I have the following problem. I have a function f
defined in python using numpy functions. The function is smooth and integrable on positive reals. I want to construct the double antiderivative of the function (assuming that both the value and the slope of the antiderivative at 0 are 0) so that I can evaluate it on any positive real smaller than 100.
Definition of antiderivative of f
at x
:
integrate f(s) with s from 0 to x
Definition of double antiderivative of f
at x
:
integrate (integrate f(t) with t from 0 to s) with s from 0 to x
The actual form of f
is not important, so I will use a simple one for convenience. But please note that even though my example has a known closed form, my actual function does not.
import numpy as np
f = lambda x: np.exp(-x)*x
My solution is to construct the antiderivative as an array using naive numerical integration:
N = 10000
delta = 100/N
xs = np.linspace(0,100,N+1)
vs = f(xs)
avs = np.cumsum(vs)*delta
aavs = np.cumsum(avs)*delta
This of course works but it gives me arrays instead of functions. But this is not a big problem as I can interpolate aavs
using a spline to get a function and get rid of the arrays.
from scipy.interpolate import UnivariateSpline
aaf = UnivariateSpline(xs, aavs)
The function aaf
is approximately the double antiderivative of f
.
The problem is that even though it works, there is quite a bit of overhead before I can get my function and precision is expensive.
My other idea was to interpolate f
by a spline and take the antiderivative of that, however this introduces numerical errors that are too big for what I want to use the function.
Is there any better way to do that? By better I mean faster without sacrificing accuracy.
Edit: What I hope is possible is to use some kind of Fourier transform to avoid integrating twice.

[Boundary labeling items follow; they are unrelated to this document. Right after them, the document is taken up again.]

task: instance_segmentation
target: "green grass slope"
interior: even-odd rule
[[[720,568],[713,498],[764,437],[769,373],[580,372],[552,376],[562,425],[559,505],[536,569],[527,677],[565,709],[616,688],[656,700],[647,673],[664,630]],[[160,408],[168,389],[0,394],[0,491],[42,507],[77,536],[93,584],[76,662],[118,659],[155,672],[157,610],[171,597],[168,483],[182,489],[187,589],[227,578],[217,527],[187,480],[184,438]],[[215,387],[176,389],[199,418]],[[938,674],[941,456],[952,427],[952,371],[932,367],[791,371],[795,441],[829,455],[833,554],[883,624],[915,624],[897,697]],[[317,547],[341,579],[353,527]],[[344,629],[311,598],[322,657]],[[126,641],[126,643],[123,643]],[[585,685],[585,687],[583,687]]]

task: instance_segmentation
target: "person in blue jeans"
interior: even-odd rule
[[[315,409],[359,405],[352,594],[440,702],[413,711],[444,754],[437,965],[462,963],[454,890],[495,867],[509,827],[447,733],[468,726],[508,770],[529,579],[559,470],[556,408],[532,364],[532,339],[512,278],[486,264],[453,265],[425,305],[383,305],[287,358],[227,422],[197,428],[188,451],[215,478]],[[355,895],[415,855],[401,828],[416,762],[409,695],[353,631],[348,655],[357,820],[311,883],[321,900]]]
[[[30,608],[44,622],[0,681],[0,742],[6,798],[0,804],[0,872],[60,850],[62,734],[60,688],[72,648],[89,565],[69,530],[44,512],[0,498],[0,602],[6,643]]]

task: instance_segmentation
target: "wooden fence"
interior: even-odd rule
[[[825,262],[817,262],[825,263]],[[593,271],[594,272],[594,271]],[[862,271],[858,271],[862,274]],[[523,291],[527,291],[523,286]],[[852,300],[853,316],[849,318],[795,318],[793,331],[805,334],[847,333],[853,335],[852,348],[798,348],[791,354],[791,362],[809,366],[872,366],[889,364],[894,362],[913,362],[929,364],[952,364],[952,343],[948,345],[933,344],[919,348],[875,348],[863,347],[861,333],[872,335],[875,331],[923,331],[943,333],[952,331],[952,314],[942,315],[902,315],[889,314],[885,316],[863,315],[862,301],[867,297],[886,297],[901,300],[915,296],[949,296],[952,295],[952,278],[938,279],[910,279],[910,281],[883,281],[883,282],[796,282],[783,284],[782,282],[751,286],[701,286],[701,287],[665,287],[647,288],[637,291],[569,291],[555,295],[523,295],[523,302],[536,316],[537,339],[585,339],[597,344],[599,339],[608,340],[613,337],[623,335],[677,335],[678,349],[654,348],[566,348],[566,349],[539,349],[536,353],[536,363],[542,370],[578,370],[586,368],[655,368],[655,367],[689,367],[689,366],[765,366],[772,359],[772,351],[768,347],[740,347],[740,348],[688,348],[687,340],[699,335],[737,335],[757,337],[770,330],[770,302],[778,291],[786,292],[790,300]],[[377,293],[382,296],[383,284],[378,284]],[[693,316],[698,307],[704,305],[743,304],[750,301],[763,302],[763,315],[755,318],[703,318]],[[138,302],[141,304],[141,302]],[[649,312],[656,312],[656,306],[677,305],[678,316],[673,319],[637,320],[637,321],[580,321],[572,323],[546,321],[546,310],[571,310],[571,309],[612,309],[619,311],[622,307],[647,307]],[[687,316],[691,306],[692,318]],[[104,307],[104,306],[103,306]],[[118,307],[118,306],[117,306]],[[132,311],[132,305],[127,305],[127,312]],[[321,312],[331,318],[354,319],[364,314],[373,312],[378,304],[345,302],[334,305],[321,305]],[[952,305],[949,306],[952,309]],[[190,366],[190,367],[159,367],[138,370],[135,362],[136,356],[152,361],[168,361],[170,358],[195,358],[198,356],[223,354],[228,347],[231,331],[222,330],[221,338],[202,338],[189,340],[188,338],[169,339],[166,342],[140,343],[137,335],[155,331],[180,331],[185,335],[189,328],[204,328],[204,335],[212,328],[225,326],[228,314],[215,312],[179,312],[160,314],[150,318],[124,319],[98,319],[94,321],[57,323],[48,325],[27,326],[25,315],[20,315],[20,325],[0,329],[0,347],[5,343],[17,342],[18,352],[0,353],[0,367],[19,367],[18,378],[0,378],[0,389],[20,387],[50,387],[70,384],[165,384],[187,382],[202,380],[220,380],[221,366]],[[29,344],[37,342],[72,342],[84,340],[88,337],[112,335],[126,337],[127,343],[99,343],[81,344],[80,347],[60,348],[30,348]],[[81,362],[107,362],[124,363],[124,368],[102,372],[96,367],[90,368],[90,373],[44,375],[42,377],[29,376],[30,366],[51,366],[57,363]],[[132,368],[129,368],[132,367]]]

I hope that there is some convenient transform of vs
that allows to multiply the values component-wise with xs
and transform back to get the double antiderivative. I played with this a bit, but I got lost.
Edit: I figured out that by using the trapezoidal rule instead of a naive sum, increases the accuracy quite a bit. Using Simpson's rule should increase the accuracy further, but it's somewhat fiddly to do with numpy arrays.
Edit: As @user202729 rightfully complains, this seems off. The reason it seems off is because I have skipped some details. I explain here why what I say makes sense, but it does not affect my question.
My actual goal is not to find the double antiderivative of f
, but to find a transformation of this. I have skipped that because I think it only confuses the matter.
The function f
decays exponentially as x approaches 0 or infinity. I am minimizing the numerical error in the integration by starting the sum from 0 and going up to approximately the peak of f
. This ensure that the relative error is approximately constant. Then I start from the opposite direction from some very big x and go back to the peak. Then I do the same for the antiderivative values.
Then I transform the aavs
by another function which is sensitive to numerical errors. Then I find the region where the errors are big (the values oscillate violently) and drop these values. Finally I approximate what I believe are good values by a spline.
Now if I use spline to approximate f
, it introduces an absolute error which is the dominant term in a rather large interval. This gets "integrated" twice and it ends up being a rather large relative error in aavs
. Then once I transform aavs
, I find that the 'good region' has shrunk considerably.
EDIT: The actual form of f
is something I'm still looking into. However, it is going to be a generalisation of the lognormal distribution. Right now I am playing with the following family.
I start by defining a generalization of the normal distribution:
def pdf_n(params, center=0.0, slope=8):
scale, min, diff = params
if diff > 0:
r = min
l = min + diff
else:
r = min - diff
l = min
def retfun(m):
x = (m - center)/scale
E = special.expit(slope*x)*(r - l) + l
return np.exp( -np.power(1 + x*x, E)/2 )
return np.vectorize(retfun)
It may not be obvious what is happening here, but the result is quite simple. The function decays as exp(-x^(2l)) on the left and as exp(-x^(2r)) on the right. For min=1 and diff=0, this is the normal distribution. Note that this is not normalized. Then I define
g = pdf(params)
f = np.vectorize(lambda x:g(np.log(x))/x/area)
where area
is the normalization constant.
Note that this is not the actual code I use. I stripped it down to the bare minimum.